– Товарищ бригадный комиссар, – сказал я. – Вы позволите быть откровенным?
– Пожалуйста.
– Очень трудно работать с Ведерником. Я бы мог многое рассказать о нем, о газете, о внутриредакционной обстановке.
Но Лисицын, видимо, не желал таких откровений. Он благодушно заметил, что работа редактора очень напряженная, с него взыскивают, а он, естественно, в свою очередь взыскивает с сотрудников, что он если и ругает, то, наверное, иногда и хвалит.
– Меня он только однажды похвалил – сказал я не без яда. И рассказал, как Ведерник хотел пожать мне руку за тот раешник, который потом так жестоко раскритиковал Лисицын. Бригадный комиссар захохотал.
– Ну, обжегшись на молоке, он теперь на воду дует. А вы знаете, как ему попало за это? Куда больше, чем вам.
Затем он сказал, что предоставит мне полную возможность пользоваться материалами политотдела (нынешняя отдаленность 1-го эшелона от редакции – явление, конечно, временное), что я вполне могу корреспондировать в центральные газеты. Относительно моего участия в «Истории 1-й Ударной», чего я осторожно коснулся, мне было сказано, что Военным советом решено эту работу возложить на политработников, не отрывая писателей от армейской газеты. С партизанами я могу связаться.
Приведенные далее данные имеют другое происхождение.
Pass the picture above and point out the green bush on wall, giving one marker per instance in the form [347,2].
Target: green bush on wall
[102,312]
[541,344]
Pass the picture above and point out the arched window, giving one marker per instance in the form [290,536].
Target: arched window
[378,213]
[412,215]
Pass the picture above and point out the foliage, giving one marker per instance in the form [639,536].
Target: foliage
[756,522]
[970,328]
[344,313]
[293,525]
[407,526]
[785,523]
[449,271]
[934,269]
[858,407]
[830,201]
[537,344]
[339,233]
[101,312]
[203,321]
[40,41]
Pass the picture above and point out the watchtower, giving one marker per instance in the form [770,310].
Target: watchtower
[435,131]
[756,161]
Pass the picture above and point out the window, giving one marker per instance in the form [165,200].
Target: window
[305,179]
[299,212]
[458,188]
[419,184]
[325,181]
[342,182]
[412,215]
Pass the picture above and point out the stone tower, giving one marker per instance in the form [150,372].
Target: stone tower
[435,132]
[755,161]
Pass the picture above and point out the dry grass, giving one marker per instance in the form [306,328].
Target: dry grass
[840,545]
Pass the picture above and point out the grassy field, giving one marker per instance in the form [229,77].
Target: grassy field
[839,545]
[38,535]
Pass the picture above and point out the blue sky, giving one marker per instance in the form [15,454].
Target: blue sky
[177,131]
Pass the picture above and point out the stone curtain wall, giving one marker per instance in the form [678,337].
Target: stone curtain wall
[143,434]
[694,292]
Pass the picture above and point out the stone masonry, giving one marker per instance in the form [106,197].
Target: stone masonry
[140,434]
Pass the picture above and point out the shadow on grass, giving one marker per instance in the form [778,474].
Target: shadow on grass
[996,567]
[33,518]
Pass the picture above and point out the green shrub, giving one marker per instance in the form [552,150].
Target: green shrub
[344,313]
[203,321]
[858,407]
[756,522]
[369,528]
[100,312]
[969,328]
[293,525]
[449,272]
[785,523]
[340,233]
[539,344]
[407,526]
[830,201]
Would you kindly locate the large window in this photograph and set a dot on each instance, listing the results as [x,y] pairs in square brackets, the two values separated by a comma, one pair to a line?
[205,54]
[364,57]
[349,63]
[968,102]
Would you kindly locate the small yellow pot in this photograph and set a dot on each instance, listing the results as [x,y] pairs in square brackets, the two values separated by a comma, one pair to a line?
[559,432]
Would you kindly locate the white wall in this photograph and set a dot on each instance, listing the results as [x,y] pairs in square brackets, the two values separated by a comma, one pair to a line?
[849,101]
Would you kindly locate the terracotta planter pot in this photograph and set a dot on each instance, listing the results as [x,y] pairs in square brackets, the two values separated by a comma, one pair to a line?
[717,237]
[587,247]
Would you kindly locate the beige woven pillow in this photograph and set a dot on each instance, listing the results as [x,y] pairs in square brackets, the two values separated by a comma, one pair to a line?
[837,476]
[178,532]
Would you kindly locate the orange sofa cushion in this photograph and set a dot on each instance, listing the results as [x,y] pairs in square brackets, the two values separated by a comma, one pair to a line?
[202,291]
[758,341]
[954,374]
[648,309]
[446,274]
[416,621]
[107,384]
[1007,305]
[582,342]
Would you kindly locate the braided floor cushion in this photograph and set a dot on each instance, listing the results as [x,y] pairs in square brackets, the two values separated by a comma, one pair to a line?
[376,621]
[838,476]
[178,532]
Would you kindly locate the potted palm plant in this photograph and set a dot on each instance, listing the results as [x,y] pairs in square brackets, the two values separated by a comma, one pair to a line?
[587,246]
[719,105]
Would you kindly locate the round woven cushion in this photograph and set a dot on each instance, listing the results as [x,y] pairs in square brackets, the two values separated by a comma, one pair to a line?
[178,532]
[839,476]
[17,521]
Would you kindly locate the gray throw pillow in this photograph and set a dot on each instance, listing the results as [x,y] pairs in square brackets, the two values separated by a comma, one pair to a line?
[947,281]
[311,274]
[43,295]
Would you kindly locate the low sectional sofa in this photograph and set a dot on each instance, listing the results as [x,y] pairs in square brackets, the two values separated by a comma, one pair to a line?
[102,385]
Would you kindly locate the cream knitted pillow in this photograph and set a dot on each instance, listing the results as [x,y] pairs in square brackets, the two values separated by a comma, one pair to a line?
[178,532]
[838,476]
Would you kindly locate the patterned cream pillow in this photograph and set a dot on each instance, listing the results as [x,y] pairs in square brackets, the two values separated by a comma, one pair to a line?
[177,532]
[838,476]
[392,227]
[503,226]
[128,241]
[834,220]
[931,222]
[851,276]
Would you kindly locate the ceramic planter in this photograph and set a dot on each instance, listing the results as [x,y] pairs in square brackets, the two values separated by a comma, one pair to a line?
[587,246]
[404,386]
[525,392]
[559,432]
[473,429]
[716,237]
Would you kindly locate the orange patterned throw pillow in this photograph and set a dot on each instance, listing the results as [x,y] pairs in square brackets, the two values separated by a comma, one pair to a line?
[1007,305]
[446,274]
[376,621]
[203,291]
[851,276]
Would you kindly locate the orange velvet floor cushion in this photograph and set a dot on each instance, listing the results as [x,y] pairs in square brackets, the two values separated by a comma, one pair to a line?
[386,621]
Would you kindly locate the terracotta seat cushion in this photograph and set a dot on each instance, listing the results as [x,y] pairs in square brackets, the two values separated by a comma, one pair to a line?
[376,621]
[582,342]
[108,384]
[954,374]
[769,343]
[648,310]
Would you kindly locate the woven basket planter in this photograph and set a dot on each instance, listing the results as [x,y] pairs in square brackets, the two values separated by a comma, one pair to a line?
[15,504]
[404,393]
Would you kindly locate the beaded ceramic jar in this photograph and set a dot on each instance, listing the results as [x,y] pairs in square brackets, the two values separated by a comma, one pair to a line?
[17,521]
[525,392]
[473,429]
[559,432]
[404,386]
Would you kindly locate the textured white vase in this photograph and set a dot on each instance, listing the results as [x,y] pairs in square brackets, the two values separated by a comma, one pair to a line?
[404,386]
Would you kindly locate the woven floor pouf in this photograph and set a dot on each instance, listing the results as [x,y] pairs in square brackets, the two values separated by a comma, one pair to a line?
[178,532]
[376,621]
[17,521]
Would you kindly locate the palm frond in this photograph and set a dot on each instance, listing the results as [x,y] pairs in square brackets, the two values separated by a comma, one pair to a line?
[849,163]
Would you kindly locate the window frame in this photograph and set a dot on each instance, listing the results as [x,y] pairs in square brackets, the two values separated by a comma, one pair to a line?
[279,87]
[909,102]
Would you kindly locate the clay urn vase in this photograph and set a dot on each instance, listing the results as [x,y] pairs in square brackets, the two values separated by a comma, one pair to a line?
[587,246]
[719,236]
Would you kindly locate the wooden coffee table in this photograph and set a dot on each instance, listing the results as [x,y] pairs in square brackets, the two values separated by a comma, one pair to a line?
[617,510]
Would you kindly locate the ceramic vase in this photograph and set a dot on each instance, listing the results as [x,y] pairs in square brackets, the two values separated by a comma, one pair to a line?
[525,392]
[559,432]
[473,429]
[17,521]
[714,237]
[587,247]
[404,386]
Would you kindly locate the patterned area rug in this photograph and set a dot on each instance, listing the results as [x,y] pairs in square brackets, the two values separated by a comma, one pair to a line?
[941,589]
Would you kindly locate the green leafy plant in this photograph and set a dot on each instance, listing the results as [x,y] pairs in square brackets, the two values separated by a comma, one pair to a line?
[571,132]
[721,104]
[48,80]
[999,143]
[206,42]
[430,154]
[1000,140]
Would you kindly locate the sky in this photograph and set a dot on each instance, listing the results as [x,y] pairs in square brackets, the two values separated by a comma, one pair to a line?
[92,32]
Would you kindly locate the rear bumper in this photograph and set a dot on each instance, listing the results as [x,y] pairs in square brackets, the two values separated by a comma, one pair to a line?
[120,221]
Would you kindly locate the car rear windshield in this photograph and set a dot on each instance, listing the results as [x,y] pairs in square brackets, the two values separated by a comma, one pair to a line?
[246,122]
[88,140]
– Я еще раз прочту ваш рапорт, потом обсудим с редактором, – закончил бригадный. – А в следующий раз в таких случаях обращайтесь по инструкции, как полагается в армии.
Я откозырял, повернулся и ушел несолоно хлебавши. Разговор, по форме приятный и корректный, практически не дал ничего. Я возвращался уверенный в том, что Ведерник, узнав о моем рапорте, влепит мне вторичный выговор – теперь уже за нарушение субординации.
И все же совсем безрезультативным этот разговор назвать нельзя. Я подал голос, я напомнил Лисицыну о своем существовании и о своей писательской индивидуальности. Наконец, и сам Ведерник, по натуре трус, будет считаться со мной, убедившись, что я способен говорить через голову.
Из Козлова я снова направился в Севриково, в надежде на то, что 47-я уже пришла туда.
Мост у Красного Ефремова, который я накануне переходил, теперь был снесен ледоходом.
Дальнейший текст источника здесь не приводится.